TRANSCRIPT OF THE PRIME MINISTER THE HON JOHN HOWARD MP SPEECH TO CIVIC RECEPTION AT THE MAITLAND TOWN HALL

Photo of Howard, John

Howard, John

Period of Service: 11/03/1996 to 03/12/2007

More information about Howard, John on The National Archive website.

Release Date: 17/04/1998

Release Type: Speech

Transcript ID: 10910

E&OE..........................................................................................................................

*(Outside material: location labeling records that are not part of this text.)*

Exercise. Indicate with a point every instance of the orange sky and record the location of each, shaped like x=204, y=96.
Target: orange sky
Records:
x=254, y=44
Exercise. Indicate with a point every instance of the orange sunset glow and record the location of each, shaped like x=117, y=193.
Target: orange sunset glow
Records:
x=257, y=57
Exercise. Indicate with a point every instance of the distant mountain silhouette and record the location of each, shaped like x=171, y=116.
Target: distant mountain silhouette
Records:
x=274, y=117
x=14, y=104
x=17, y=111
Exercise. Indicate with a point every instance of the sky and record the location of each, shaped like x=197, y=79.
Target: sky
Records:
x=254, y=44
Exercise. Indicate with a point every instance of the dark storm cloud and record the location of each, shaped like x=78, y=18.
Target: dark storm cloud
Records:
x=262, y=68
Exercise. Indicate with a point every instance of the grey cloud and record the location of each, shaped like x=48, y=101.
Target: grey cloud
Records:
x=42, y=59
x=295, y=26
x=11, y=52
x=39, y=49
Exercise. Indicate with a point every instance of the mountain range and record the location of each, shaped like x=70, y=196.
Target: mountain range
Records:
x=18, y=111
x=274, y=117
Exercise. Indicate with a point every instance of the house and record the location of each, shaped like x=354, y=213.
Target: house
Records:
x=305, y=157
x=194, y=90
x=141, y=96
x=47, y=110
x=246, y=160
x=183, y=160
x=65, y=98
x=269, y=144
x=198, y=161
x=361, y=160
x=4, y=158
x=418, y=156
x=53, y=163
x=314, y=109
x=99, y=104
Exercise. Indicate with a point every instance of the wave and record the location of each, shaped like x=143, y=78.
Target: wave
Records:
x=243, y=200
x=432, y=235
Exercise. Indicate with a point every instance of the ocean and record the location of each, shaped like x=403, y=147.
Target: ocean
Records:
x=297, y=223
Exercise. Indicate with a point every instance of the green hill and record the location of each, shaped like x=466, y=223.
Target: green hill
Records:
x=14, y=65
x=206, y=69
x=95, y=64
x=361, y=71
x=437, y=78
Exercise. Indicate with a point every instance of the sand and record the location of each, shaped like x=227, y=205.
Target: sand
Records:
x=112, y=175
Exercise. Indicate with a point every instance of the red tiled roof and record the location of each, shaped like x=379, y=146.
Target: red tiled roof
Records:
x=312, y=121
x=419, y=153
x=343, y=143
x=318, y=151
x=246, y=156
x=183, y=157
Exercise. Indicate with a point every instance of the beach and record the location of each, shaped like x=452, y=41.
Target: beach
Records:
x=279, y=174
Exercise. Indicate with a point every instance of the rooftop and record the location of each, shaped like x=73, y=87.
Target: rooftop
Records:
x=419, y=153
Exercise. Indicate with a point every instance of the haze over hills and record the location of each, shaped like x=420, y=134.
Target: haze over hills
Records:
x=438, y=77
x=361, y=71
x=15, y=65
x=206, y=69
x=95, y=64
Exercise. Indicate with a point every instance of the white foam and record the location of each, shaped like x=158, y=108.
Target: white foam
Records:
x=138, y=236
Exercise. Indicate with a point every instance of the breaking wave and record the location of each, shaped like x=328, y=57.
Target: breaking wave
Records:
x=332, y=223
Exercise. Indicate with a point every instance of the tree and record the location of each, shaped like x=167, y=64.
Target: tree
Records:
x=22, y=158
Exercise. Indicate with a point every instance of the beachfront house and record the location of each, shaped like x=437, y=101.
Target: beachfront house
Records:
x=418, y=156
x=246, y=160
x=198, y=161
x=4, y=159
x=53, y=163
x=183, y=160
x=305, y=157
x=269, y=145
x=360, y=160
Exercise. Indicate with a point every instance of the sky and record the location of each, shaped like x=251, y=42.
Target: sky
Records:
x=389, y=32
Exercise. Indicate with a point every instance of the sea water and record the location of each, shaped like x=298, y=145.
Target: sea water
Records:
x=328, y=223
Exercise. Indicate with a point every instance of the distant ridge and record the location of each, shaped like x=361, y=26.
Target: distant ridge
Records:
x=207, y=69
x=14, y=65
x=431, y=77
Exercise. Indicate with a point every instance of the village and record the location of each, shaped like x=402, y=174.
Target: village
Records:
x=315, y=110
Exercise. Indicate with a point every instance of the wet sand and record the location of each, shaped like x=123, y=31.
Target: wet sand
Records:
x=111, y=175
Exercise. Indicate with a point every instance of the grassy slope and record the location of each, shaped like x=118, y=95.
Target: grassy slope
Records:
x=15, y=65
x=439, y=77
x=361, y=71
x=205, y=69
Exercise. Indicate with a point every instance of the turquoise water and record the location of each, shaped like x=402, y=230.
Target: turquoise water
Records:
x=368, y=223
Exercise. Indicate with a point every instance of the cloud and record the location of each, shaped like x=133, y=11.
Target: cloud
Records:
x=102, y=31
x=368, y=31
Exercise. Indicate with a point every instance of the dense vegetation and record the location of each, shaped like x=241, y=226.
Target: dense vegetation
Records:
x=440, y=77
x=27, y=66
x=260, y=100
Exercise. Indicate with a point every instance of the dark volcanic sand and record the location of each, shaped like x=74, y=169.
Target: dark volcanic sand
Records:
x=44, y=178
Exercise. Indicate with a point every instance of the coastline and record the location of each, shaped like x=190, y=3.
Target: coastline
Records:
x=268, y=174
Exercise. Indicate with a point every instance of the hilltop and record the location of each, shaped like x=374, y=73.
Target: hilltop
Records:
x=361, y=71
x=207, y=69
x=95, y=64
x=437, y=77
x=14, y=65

Thank you, thank you very much Bob Baldwin. To the Administrator,

Mr Ron Eagle, to Senator John Tierney, Mr Peter Blackmore, other distinguished

guests, ladies and gentlemen. And certainly, most importantly of all,

the people of the Hunter Valley.

I am delighted to have this first opportunity as Prime Minister to

be at the Maitland Town Hall. I thank the Administrator and the people

of Maitland for the civic reception that you have honoured me with

today. I regard gatherings, such as this, as being the ultimate in

grass roots politics. It is the ultimate way in which a Prime Minister,

or any senior figure in political life in Australia, can meet a cross-section

of the community, can meet men and women in business, the people who

run the hospitals, the people who run the caring charities, the people

who work on the land, the people who are retired citizens, the people

who run the ambulance service, the people who run the fire service

and the police service. All of those groups in the community come

together on an occasion like this, and it is a great reminder to me

as Prime Minister, of the tremendous community spirit which binds

the Australian nation together.

I am also delighted to be in the electorate of Paterson which my friend

and colleague, Bob Baldwin, has held in the Federal Parliament since

March of 1996. Although this is certainly not an overt political occasion,

it's a civic gathering, I don't think I'll be offending

any sensitivities to say very emphatically that Bob Baldwin has been

an outstandingly active and energetic representative for the electorate

of Paterson.

He's a consistent advocate of Paterson's causes, he persistently

lobbies for the interest of the people of Paterson and he has persistently

lobbied me on a number of issues which have been of particular concern

to people in his electorate. Because it is a very diverse area and

as the Administrator said in his introductory remarks, we've

had the opportunity since some of the unfortunate events which overtook

the city of Newcastle and the Hunter Region generally. We've

had the opportunity of seeing how different sections of the Australian

community can work together in a time of difficulty. Nobody welcomes

the decision that was taken by BHP. The important thing though was

that the city and the area didn't look back. They didn't

wallow in self pity, they looked for new alternatives and new hopes

and new opportunities. And to a cooperative effort involving the Federal

Government, the State Government, the Newcastle City Council, the

business interest of the city and the region, the representatives

of the trade union movement and also the representatives of the business

community it was possible, amongst other things, to put together a

Prime Minister's task force for dealing with the problems thrown

up by the BHP announcement on Newcastle. And interestingly enough,

that task force was jointly chaired by a former BHP official and the

then Secretary of the Newcastle branch of the Australian Workers'

Union. And at all stages in my contact with that group and with the

people of the district following those events in Newcastle, there's

been a total absence of politics and there's been a total commitment

on the part of everybody to try and come up with sensible solutions

for the future of the region.

And can I take the opportunity of saying here today that a few months

ago my Government committed millions of dollars to support the establishment

of the Redbank Power Station and that project, if it can go ahead,

will generate 1,000 jobs in the construction phase and several hundred

additional jobs over and above the construction phase. And it is being

held up at the moment because Energy Australia won't connect

the power station to the New South Wales electricity grid and I do

hope that the owner of Energy Australia, which is the New South Wales

Government, will exercise the rights and powers of ownership and ensure

that Energy Australia does what is necessary to get that project going.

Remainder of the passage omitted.